People v. Truitt

NOTICE: Under Supreme Court Rule 367 a party has 21 days after the filing of the opinion

to request a rehearing. Also, opinions are subject to modification, correction or withdrawal at

anytime prior to issuance of the mandate by the Clerk of the Court. Therefore, because the

following slip opinion is being made available prior to the Court's final action in this matter,

it cannot be considered the final decision of the Court. The official copy of the following

opinion will be published by the Supreme Court's Reporter of Decisions in the Official

Reports advance sheets following final action by the Court.

                                   

              Docket No. 80540--Agenda 8--November 1996.

    THE PEOPLE OF THE STATE OF ILLINOIS, Appellant, v. KIM TRUITT,

                               Appellee.

                    Opinion filed January 30, 1997.

                                   

    JUSTICE HARRISON delivered the opinion of the court:

    Defendant, Kim Truitt, is being prosecuted in the circuit

court of Rock Island County for unlawful delivery of a controlled

substance (720 ILCS 570/401 (West 1994)). The case has not yet gone

to trial. The matter is before our court because the State

disagrees with a pretrial ruling by the circuit court regarding how

it will be required to prove that the subject material is a

controlled substance. For the reasons that follow, we have

concluded that this court has no jurisdiction to hear the State's

appeal. The appeal is therefore dismissed.

    In establishing its case against defendant at trial, the State

hoped to avail itself of section 115--15 of the Code of Criminal

Procedure of 1963 (725 ILCS 5/115--15 (West 1994)). That statute

does not alter what the State is required to prove. It merely

simplifies how the State may present its evidence by creating a

limited exception to the normal hearsay rules.

    Section 115--15(a) provides that laboratory reports from the

Department of State Police, Division of Forensic Services and

Identification, are admissible as prima facie evidence of the

contents, identity and weight of the subject material in

prosecutions for violation of either the Cannabis Control Act (720

ILCS 550/1 et seq. (West 1994)) or the Illinois Controlled

Substances Act (720 ILCS 570/100 et seq. (West 1994)). The need to

adduce testimony from the person who actually performed the

analysis is eliminated, provided that certain conditions are met.

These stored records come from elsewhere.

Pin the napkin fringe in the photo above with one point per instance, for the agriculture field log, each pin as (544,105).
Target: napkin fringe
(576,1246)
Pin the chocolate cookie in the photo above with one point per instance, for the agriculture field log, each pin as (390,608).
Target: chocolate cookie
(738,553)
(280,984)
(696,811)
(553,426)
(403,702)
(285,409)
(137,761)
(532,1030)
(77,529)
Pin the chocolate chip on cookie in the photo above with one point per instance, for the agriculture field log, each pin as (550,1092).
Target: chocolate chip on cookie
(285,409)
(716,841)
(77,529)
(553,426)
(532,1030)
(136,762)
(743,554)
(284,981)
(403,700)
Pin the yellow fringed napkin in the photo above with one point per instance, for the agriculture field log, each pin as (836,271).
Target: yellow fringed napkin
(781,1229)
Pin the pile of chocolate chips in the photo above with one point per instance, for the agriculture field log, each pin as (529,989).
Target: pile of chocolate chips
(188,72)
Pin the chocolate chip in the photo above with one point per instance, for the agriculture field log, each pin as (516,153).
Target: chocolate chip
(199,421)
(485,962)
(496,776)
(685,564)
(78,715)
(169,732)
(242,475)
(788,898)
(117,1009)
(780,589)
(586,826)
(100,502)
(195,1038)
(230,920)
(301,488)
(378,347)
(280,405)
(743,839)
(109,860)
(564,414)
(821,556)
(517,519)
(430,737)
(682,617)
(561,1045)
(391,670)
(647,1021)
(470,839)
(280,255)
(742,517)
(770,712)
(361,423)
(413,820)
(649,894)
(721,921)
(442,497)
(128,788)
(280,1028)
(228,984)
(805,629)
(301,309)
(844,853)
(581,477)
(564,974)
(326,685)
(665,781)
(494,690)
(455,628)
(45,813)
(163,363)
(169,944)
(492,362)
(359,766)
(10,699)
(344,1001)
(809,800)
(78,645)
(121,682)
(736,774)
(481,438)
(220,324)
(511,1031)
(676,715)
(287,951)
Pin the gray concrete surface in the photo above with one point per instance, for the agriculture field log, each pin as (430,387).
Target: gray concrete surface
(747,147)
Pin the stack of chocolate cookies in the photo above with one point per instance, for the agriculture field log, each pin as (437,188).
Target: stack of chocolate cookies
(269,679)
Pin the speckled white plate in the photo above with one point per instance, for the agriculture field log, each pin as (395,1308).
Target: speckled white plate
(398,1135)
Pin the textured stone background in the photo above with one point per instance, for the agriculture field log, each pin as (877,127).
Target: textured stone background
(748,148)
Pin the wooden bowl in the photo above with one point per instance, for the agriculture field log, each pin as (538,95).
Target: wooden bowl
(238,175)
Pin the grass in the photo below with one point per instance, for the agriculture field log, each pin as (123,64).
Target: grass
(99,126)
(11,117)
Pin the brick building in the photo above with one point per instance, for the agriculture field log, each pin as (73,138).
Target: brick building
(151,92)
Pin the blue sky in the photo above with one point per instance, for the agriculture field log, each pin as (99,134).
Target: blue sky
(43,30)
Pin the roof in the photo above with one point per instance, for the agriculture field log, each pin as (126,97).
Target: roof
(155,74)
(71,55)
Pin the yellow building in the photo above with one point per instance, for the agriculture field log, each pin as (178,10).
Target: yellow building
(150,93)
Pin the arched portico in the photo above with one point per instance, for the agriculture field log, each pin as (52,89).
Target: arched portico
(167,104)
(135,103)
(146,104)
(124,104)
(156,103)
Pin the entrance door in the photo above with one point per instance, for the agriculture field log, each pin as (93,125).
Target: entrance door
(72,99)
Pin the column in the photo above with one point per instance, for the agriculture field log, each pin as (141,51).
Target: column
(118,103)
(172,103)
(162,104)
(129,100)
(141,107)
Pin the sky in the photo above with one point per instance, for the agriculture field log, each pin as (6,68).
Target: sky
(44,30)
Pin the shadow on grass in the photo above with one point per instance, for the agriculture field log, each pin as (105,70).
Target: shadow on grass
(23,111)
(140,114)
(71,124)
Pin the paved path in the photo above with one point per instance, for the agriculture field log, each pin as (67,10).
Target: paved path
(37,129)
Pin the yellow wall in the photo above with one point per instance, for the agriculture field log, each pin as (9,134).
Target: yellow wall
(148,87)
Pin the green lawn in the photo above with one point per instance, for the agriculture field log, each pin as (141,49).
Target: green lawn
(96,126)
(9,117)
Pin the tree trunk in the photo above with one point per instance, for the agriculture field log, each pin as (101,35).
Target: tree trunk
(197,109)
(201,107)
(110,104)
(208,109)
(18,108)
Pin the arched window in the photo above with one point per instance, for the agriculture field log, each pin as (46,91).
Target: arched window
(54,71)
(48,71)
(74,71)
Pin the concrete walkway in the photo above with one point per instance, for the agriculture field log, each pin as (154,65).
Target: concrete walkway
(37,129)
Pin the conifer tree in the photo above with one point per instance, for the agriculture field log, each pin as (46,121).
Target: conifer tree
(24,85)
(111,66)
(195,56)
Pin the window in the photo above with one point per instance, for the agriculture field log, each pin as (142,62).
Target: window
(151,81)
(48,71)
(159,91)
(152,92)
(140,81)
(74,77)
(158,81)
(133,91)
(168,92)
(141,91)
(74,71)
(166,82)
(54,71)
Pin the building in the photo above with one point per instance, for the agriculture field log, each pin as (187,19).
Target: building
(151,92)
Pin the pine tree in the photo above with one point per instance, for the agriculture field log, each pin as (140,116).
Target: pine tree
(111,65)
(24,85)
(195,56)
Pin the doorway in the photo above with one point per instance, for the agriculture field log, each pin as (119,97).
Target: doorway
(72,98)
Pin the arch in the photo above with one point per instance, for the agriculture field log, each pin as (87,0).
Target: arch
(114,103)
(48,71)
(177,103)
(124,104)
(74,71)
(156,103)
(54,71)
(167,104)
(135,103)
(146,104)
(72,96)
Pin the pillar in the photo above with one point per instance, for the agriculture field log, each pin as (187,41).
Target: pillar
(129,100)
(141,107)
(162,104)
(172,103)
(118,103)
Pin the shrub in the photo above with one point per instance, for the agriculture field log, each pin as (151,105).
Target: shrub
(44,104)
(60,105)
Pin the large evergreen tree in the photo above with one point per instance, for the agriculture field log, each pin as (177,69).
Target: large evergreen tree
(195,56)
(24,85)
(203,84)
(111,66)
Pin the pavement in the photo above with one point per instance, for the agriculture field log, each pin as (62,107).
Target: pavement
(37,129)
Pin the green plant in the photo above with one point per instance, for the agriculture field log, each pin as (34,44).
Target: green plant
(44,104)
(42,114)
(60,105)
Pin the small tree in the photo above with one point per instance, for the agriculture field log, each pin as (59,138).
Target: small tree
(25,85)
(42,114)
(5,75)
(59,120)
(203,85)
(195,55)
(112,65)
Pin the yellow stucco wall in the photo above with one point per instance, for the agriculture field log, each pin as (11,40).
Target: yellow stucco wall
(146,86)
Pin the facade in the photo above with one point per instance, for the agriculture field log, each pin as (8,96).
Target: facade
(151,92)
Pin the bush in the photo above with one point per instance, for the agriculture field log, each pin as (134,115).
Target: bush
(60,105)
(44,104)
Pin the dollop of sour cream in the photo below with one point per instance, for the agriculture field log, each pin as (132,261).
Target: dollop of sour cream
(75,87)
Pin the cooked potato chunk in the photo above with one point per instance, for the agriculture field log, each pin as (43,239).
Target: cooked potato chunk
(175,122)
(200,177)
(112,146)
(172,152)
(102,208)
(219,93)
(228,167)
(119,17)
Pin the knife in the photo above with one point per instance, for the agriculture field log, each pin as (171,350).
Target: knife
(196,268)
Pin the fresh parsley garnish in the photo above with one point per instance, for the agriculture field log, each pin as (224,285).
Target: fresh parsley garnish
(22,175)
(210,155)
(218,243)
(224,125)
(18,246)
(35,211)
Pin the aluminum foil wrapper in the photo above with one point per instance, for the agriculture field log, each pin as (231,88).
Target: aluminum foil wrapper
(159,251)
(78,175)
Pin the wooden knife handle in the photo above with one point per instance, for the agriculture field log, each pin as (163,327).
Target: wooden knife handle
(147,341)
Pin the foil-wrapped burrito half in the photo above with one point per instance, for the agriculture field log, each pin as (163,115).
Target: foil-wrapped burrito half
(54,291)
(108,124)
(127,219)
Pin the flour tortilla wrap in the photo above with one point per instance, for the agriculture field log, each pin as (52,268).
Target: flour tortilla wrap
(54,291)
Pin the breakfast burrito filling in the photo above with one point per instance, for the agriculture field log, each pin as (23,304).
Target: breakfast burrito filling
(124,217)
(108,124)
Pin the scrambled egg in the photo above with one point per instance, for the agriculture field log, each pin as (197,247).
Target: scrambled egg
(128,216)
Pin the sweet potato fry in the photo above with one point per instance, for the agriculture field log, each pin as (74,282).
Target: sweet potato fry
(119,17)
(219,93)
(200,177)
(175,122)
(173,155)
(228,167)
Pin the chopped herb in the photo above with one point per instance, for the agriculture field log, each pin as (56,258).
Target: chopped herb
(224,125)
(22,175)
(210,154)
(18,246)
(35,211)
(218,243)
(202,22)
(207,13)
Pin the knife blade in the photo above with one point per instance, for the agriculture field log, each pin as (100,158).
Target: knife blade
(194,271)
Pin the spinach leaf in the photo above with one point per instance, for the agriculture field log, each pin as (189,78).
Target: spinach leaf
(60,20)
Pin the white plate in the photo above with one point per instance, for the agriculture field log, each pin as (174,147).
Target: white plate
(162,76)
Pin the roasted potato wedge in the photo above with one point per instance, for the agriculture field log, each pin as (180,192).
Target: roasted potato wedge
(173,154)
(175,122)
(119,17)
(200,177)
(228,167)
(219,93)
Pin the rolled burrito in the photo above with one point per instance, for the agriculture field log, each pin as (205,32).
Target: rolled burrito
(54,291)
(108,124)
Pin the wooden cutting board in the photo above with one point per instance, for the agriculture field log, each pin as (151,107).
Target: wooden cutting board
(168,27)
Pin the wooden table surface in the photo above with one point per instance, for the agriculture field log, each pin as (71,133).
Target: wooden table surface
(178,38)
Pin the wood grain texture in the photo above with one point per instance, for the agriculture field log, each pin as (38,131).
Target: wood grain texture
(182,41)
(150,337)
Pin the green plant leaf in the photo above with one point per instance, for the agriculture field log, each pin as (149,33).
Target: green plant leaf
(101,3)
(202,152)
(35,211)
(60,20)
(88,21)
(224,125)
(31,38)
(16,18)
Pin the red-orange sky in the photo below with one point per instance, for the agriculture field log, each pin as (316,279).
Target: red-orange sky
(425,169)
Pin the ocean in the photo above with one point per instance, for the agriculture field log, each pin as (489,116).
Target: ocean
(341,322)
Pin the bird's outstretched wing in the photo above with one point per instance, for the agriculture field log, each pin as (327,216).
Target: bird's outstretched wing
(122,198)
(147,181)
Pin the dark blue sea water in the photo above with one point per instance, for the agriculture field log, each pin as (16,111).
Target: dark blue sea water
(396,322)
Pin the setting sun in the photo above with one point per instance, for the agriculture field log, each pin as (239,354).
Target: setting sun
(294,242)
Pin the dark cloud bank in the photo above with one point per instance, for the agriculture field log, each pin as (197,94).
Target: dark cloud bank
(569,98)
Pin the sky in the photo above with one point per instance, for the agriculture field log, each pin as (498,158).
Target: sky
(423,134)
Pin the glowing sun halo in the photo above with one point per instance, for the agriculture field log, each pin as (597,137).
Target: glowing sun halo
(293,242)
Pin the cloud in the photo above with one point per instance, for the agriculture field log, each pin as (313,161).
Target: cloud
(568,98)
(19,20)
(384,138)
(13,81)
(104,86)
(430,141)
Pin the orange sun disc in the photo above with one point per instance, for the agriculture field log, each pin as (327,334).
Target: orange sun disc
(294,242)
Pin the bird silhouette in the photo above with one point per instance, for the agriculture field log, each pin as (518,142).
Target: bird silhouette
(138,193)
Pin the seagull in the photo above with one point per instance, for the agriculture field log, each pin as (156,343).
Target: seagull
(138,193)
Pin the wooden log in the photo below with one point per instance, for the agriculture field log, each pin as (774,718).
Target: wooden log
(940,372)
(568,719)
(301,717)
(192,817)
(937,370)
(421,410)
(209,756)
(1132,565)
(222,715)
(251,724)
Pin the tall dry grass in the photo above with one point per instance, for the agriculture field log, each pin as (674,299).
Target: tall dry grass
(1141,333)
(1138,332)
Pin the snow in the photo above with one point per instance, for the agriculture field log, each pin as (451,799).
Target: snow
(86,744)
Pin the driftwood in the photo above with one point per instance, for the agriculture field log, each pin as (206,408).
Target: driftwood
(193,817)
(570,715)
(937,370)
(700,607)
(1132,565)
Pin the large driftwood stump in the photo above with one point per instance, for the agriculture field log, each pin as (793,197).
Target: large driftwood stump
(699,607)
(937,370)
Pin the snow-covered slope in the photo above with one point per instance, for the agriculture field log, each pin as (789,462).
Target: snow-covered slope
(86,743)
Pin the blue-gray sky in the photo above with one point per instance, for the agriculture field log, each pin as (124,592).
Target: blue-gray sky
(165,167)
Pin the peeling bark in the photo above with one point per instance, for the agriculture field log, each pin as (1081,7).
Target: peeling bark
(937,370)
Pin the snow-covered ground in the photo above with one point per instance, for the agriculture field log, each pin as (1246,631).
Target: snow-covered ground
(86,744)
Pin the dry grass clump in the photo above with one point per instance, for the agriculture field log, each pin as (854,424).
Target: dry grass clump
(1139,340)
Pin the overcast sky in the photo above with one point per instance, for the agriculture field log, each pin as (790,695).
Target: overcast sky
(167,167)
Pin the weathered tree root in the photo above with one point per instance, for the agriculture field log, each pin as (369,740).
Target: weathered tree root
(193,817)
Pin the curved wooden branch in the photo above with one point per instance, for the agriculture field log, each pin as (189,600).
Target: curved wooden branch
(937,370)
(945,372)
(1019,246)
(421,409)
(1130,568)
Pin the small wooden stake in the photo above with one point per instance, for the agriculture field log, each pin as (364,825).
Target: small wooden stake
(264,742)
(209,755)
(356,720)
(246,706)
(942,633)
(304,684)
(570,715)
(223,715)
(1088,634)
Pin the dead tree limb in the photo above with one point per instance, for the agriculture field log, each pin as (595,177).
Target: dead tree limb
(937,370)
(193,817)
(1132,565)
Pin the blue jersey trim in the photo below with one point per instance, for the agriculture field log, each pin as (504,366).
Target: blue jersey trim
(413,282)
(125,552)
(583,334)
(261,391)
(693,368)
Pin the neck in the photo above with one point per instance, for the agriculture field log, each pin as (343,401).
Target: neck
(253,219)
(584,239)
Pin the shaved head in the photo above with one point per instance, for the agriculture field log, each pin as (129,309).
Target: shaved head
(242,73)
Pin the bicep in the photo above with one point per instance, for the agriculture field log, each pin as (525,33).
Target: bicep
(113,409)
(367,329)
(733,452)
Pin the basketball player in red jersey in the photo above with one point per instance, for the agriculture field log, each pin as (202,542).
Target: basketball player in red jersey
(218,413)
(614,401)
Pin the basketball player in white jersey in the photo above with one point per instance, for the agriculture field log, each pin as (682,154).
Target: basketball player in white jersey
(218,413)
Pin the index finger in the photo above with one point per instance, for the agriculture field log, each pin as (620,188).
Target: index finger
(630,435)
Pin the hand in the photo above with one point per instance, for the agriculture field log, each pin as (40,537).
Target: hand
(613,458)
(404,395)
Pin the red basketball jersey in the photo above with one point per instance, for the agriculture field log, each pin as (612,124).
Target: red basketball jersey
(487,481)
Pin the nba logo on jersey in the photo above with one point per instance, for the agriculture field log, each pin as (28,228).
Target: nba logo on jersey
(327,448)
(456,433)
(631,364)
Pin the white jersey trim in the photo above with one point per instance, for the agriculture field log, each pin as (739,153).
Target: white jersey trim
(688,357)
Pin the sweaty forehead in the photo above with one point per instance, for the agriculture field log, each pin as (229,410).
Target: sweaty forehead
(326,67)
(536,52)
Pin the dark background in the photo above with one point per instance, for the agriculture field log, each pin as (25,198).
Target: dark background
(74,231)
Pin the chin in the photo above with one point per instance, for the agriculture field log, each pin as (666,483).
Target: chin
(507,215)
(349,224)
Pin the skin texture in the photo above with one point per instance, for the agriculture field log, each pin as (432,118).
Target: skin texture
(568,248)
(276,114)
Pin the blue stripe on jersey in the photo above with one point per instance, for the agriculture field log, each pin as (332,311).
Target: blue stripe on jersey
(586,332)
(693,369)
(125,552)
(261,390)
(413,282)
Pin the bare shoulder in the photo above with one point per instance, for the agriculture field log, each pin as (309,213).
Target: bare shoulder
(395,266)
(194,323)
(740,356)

    Except in the case of preliminary or grand jury hearings,

utilization of section 115--15's provisions requires the State to

serve a copy of the laboratory report on the defendant's attorney

(or on the defendant himself if he is unrepresented). 725 ILCS

5/115--15(b) (West 1994). The defendant or his attorney then has

seven days from the date of receipt to demand that the State

present the testimony of the person who signed the report. 725 ILCS

5/115--5(c) (West 1994). If no such demand is made, the report is

admissible for the purpose of establishing the contents, identity

and weight of the substance without the need for any additional

foundation or testimony.

    In the case before us, the State's Attorney duly served

defense counsel with a copy of the laboratory report. When no

demand for live testimony was made by the defendant or his

attorney, the State's Attorney advised the court and defense

counsel that he intended to rely on the laboratory report at trial

without calling the chemist who prepared it, as section 115--15

permitted. On the motion of defendant's attorney, the circuit court

then entered a pretrial order declaring that section 115--15 was

unconstitutional and could not be invoked by the State to avoid

presenting testimony from the person who analyzed the substance in

question and prepared the report on it.

    The State now seeks to appeal the circuit court's

interlocutory order directly to our court. Defendant has challenged

this court's jurisdiction to hear the case, and although we

vacillated on the question before the case was taken under

advisement, we have ultimately concluded that defendant's

jurisdictional challenge is meritorious.

    Initially, the State claimed that we had jurisdiction pursuant

to our Rule 302(a) (134 Ill. 2d R. 302(a)). That rule, however,

does not apply to criminal appeals. 134 Ill. 2d R. 612. Once it

realized this, the State next invoked Rule 603 (134 Ill. 2d R.

603), which provides:

              "Appeals in criminal cases in which a statute of the

         United States or of this State has been held invalid and

         appeals by defendants from judgments of the circuit

         courts imposing a sentence of death shall lie directly to

         the Supreme Court as a matter of right. All other appeals

         in criminal cases shall be taken to the Appellate Court."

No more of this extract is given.